Adcitmer <sup>®</sup> , a new CD56‐targeting monomethyl auristatin E‐conjugated antibody, is a potential therapeutic approach in Merkel cell carcinoma*
C. Esnault, Valérie Leblond, Camille Martin, Audrey Desgranges, C.B. Baltus, Nicolas Aubrey, Zineb Lakhrif, Laurie Lajoie, Louis Lantier, Béatrice Clemenceau, Bhavishya Sarma, Jolanda Schrama, Roland Houben, David Schrama, Sonja Hesbacher, Valérie Gouilleux‐Gruart, Yang Feng, Dimiter S. Dimitrov, Serge Guyétant, Patricia Berthon, Marie‐Claude Viaud‐Massuard, M. Samimi, Antoine Touzé, Thibault Kervarrec
Abstract
Background Merkel cell carcinoma (MCC) is an aggressive skin cancer, whose tumour cells often express CD56. While immune checkpoint inhibitors constitute a major advance for treating patients with MCC with advanced disease, new therapeutic options are still urgently required.

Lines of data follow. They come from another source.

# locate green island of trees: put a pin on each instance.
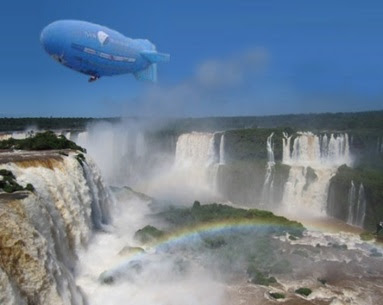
(8, 183)
(47, 140)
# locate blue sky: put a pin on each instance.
(239, 57)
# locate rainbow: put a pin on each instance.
(190, 234)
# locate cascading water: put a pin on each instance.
(222, 150)
(267, 190)
(313, 160)
(351, 204)
(358, 212)
(356, 206)
(196, 155)
(43, 230)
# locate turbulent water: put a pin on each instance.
(268, 190)
(313, 160)
(44, 230)
(75, 245)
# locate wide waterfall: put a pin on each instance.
(43, 230)
(314, 160)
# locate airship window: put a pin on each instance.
(104, 55)
(89, 51)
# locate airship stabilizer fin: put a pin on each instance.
(155, 57)
(149, 74)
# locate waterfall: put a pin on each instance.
(196, 149)
(356, 206)
(222, 150)
(267, 190)
(351, 204)
(44, 229)
(360, 207)
(313, 160)
(286, 148)
(196, 155)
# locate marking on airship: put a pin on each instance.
(102, 37)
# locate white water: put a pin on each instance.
(268, 189)
(59, 221)
(306, 191)
(196, 158)
(157, 283)
(351, 204)
(222, 159)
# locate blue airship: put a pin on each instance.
(98, 51)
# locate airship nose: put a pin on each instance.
(47, 39)
(52, 39)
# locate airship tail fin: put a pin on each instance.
(148, 74)
(155, 57)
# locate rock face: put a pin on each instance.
(42, 230)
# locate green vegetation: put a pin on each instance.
(248, 230)
(148, 234)
(40, 141)
(276, 295)
(8, 183)
(303, 291)
(182, 217)
(20, 124)
(80, 158)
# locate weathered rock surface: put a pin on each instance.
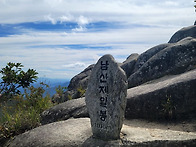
(174, 59)
(77, 132)
(183, 33)
(145, 101)
(73, 108)
(171, 97)
(106, 98)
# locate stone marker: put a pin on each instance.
(106, 98)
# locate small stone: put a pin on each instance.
(106, 98)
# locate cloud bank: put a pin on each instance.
(59, 38)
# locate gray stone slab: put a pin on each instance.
(106, 98)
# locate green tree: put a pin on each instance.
(13, 77)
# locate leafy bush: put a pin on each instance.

Objectives To produce and evaluate the therapeutic performance of a new antibody–drug conjugate (Adcitmer®) targeting CD56 in preclinical models of MCC. Methods CD56 expression was evaluated in a MCC cohort (immunohistochemistry on a tissue microarray of 90 tumour samples) and MCC cell lines. Interaction of an unconjugated CD56-targeting antibody with CD56+ MCC cell lines was investigated by immunohistochemistry and imaging flow cytometry. Adcitmer® product was generated by the bioconjugation of CD56-targeting antibody to a cytotoxic drug (monomethyl auristatin E) using the McSAF Inside® bioconjugation process. The chemical properties and homogeneity of Adcitmer® were characterized by hydrophobic interaction chromatography. Adcitmer® cytotoxicity was evaluated in vitro and in an MCC xenograft mice model. Results Similar to previous reports, CD56 was expressed by 66% of MCC tumours in our cohort, confirming its relevance as a therapeutic target. Specific binding and internalization of the unconjugated CD56-targeting antibody was validated in MCC cell lines. The high homogeneity of the newly generated Adcitmer® was confirmed by hydrophobic interaction chromatography. The CD56-mediated cytotoxicity of Adcitmer® was demonstrated in vitro in MCC cell lines. Moreover, Adcitmer® significantly reduced tumour growth in a MCC mouse model. Conclusions Our study suggests that Adcitmer® should be further assessed as a therapeutic option in patients with MCC, as an alternative therapy or combined with immune checkpoint inhibitors.